Wednesday, September 12, 2018

Kennedy Center: Page-to-Stage New Play Festival

The Kennedy Center recently hosted its annual new play festival, Page-to-Stage.  The event is free and features new works by student and professional playwrights presented in staged readings.  The event occurs over three days and features dozens of new plays in many locations at the Kennedy Center.  


We attended a new play written, directed and acted by students from the nearby University of Maryland.  The play, Lost Sons, tells the tragic story of a typical family in a predominantly African-American neighborhood somewhere in the U.S.  Themes of systemic oppression and hopelessness anchor the story of a fatherless teenage boy killed in a turf war over drugs.    


What made the play especially interesting was the use of alternate reality.  The play includes "what if" scenes depicting what might have happened if the boy's father were not missing.

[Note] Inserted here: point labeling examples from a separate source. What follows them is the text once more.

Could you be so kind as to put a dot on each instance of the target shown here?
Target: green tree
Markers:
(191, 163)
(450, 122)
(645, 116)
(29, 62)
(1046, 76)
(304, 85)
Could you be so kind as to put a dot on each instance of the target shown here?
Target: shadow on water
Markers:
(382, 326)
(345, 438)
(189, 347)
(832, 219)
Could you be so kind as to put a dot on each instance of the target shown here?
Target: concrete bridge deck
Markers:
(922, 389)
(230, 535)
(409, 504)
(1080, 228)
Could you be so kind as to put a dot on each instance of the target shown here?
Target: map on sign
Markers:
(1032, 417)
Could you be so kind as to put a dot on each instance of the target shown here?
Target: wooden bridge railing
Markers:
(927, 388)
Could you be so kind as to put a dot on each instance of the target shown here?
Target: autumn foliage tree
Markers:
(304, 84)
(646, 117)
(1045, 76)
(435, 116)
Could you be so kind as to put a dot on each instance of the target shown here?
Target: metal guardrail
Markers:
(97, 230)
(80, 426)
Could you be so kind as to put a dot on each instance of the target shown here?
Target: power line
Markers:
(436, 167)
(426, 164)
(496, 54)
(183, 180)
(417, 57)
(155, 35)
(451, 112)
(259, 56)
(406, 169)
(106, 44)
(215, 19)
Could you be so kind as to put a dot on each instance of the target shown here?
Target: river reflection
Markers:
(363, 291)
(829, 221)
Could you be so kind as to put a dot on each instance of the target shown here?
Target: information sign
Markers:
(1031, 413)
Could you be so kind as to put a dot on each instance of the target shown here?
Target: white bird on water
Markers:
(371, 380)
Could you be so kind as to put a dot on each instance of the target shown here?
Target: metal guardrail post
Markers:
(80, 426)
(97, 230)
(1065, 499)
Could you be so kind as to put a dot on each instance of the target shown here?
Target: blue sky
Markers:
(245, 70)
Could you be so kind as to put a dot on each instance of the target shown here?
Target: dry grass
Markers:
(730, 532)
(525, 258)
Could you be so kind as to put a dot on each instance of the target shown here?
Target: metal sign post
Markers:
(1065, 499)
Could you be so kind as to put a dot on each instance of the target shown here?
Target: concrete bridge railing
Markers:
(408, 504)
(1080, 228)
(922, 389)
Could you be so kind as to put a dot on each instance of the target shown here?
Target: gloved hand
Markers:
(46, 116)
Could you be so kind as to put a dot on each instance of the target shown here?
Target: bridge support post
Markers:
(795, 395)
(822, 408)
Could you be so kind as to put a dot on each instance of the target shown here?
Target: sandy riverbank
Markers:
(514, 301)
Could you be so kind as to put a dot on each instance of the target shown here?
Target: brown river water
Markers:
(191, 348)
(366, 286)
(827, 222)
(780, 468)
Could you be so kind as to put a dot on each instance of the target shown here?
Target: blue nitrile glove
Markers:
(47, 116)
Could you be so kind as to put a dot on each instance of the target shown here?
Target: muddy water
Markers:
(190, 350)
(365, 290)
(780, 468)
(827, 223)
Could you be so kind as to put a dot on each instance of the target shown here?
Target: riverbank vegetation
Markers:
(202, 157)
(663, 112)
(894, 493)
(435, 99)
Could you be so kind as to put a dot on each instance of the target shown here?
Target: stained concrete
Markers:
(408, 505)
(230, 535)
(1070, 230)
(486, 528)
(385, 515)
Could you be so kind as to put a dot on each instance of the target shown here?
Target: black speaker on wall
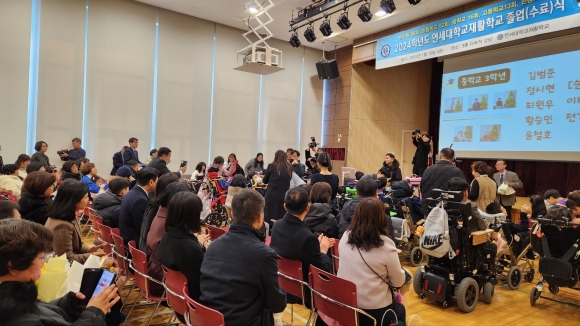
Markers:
(327, 69)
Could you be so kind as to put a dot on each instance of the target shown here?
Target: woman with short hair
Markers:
(369, 258)
(72, 196)
(37, 196)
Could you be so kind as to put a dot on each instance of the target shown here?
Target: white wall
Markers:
(108, 93)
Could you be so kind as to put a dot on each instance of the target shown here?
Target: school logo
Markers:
(385, 51)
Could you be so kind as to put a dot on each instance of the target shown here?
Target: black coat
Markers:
(239, 277)
(291, 238)
(19, 307)
(34, 208)
(278, 184)
(133, 208)
(437, 177)
(117, 162)
(181, 251)
(321, 220)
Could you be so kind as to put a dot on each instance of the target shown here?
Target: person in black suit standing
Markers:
(291, 238)
(134, 204)
(131, 153)
(160, 162)
(118, 160)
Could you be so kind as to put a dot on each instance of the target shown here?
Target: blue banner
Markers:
(489, 25)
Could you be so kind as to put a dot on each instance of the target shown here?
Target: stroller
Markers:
(472, 266)
(557, 241)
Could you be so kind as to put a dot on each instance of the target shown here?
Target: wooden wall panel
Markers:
(384, 103)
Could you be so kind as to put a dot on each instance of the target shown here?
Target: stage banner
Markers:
(494, 24)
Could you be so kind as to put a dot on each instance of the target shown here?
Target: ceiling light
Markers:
(388, 6)
(309, 34)
(325, 28)
(364, 12)
(294, 40)
(343, 21)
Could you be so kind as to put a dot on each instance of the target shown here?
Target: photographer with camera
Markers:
(421, 158)
(73, 154)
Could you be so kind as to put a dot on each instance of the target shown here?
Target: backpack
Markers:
(435, 240)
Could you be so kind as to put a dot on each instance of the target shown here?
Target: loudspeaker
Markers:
(327, 69)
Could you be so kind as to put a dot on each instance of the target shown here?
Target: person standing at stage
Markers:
(503, 176)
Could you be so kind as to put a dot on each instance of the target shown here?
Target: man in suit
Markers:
(239, 272)
(134, 204)
(131, 153)
(160, 162)
(291, 238)
(503, 176)
(118, 160)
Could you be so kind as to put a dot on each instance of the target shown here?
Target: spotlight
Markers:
(309, 34)
(364, 12)
(294, 40)
(388, 6)
(325, 28)
(343, 21)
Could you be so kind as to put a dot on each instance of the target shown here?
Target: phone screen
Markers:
(105, 280)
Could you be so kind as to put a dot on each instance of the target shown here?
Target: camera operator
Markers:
(421, 158)
(73, 154)
(298, 167)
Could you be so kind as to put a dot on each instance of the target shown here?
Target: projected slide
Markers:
(522, 106)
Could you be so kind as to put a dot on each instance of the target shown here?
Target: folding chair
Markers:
(290, 279)
(196, 314)
(334, 299)
(175, 285)
(139, 265)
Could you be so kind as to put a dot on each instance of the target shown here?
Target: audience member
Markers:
(72, 196)
(460, 184)
(320, 219)
(552, 198)
(438, 175)
(75, 153)
(152, 154)
(108, 205)
(503, 176)
(483, 188)
(325, 174)
(134, 204)
(277, 177)
(292, 238)
(40, 156)
(392, 164)
(9, 209)
(10, 180)
(256, 166)
(70, 170)
(239, 273)
(172, 241)
(160, 162)
(369, 259)
(89, 171)
(37, 197)
(22, 161)
(23, 246)
(118, 160)
(153, 207)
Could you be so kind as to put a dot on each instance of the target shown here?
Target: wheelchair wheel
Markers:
(417, 281)
(514, 278)
(487, 292)
(467, 294)
(534, 296)
(416, 256)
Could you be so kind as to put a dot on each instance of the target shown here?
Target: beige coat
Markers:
(68, 240)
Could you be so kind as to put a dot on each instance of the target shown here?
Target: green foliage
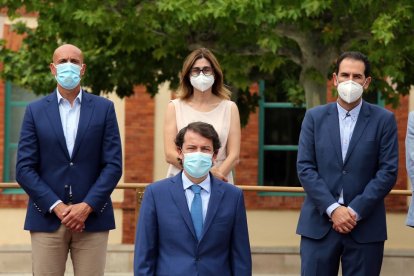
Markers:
(130, 42)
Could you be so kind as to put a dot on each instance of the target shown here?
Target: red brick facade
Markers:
(139, 155)
(139, 152)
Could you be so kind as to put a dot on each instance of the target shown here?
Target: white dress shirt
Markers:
(205, 192)
(69, 116)
(347, 122)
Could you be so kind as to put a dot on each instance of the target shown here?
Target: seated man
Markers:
(193, 223)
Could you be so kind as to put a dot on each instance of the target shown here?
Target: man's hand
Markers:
(60, 210)
(218, 174)
(343, 220)
(75, 216)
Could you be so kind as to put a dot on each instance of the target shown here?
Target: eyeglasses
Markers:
(207, 71)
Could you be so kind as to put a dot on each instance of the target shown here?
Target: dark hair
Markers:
(356, 56)
(204, 129)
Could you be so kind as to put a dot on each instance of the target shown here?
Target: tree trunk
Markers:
(315, 92)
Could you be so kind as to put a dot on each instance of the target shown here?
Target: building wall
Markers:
(272, 219)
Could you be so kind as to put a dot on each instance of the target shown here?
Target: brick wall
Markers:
(247, 170)
(139, 152)
(399, 203)
(13, 41)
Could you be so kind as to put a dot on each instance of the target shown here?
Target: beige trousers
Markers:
(50, 252)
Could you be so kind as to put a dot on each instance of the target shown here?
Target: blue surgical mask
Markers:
(68, 75)
(197, 164)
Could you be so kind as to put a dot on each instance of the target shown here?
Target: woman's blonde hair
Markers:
(185, 89)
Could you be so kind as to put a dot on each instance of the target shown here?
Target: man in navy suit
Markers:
(171, 239)
(69, 160)
(347, 164)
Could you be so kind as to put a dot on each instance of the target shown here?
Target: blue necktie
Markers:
(197, 210)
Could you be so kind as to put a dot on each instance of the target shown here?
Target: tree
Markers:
(130, 42)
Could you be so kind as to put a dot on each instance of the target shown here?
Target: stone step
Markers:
(16, 260)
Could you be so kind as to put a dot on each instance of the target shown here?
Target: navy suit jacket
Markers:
(366, 176)
(166, 243)
(45, 170)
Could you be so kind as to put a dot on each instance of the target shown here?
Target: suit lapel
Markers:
(53, 115)
(333, 130)
(84, 119)
(214, 203)
(178, 195)
(360, 125)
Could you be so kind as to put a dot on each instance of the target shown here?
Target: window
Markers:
(279, 129)
(279, 124)
(16, 100)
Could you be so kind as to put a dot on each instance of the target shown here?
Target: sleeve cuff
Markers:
(54, 205)
(331, 208)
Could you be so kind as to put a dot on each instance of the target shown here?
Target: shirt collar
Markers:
(205, 184)
(78, 98)
(353, 112)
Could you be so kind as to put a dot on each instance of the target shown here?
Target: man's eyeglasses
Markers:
(207, 71)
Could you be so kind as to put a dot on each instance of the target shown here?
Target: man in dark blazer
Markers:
(69, 160)
(347, 164)
(168, 241)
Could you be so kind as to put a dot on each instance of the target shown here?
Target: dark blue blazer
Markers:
(45, 170)
(366, 176)
(166, 243)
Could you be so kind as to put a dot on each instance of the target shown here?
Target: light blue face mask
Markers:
(68, 75)
(197, 164)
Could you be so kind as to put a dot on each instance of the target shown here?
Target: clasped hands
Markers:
(73, 216)
(344, 220)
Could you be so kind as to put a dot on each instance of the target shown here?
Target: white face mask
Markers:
(202, 82)
(350, 91)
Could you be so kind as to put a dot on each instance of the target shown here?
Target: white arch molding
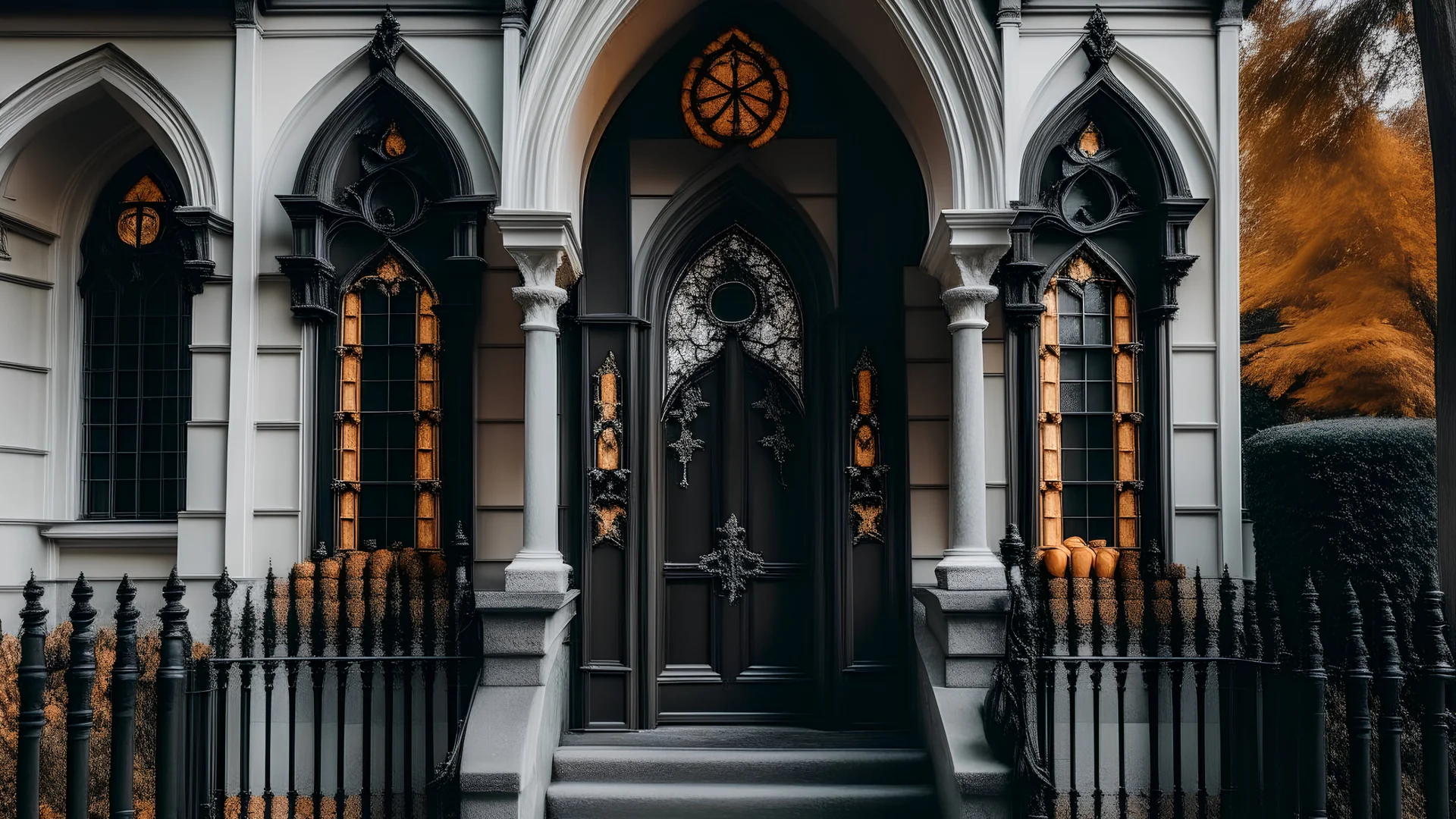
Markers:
(161, 114)
(582, 55)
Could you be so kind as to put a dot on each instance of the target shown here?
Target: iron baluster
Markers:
(1200, 673)
(1231, 726)
(248, 639)
(124, 675)
(221, 640)
(270, 670)
(318, 648)
(1436, 673)
(80, 675)
(296, 585)
(1388, 678)
(1312, 670)
(1357, 706)
(1178, 642)
(391, 642)
(33, 701)
(410, 599)
(171, 697)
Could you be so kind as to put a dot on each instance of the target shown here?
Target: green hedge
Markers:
(1348, 497)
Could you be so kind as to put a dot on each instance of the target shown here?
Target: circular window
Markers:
(734, 91)
(733, 302)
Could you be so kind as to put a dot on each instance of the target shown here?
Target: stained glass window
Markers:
(140, 221)
(736, 284)
(734, 91)
(1090, 410)
(137, 398)
(136, 356)
(389, 413)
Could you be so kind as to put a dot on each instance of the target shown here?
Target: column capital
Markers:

The father appears almost like a Shakespearean ghost warning against dangers to come.  

The play also used another interesting technique--rap-style monologues.  Throughout the play, different characters would step out of the action into a spotlight and share their inner thoughts in a rap soliloquy with rhyming phrases.  Greg guesses Shakespeare would admire the technique.   

Cast members of Lost Sons
Thanks for joining us at the Kennedy Center's Page-to-Stage play festival.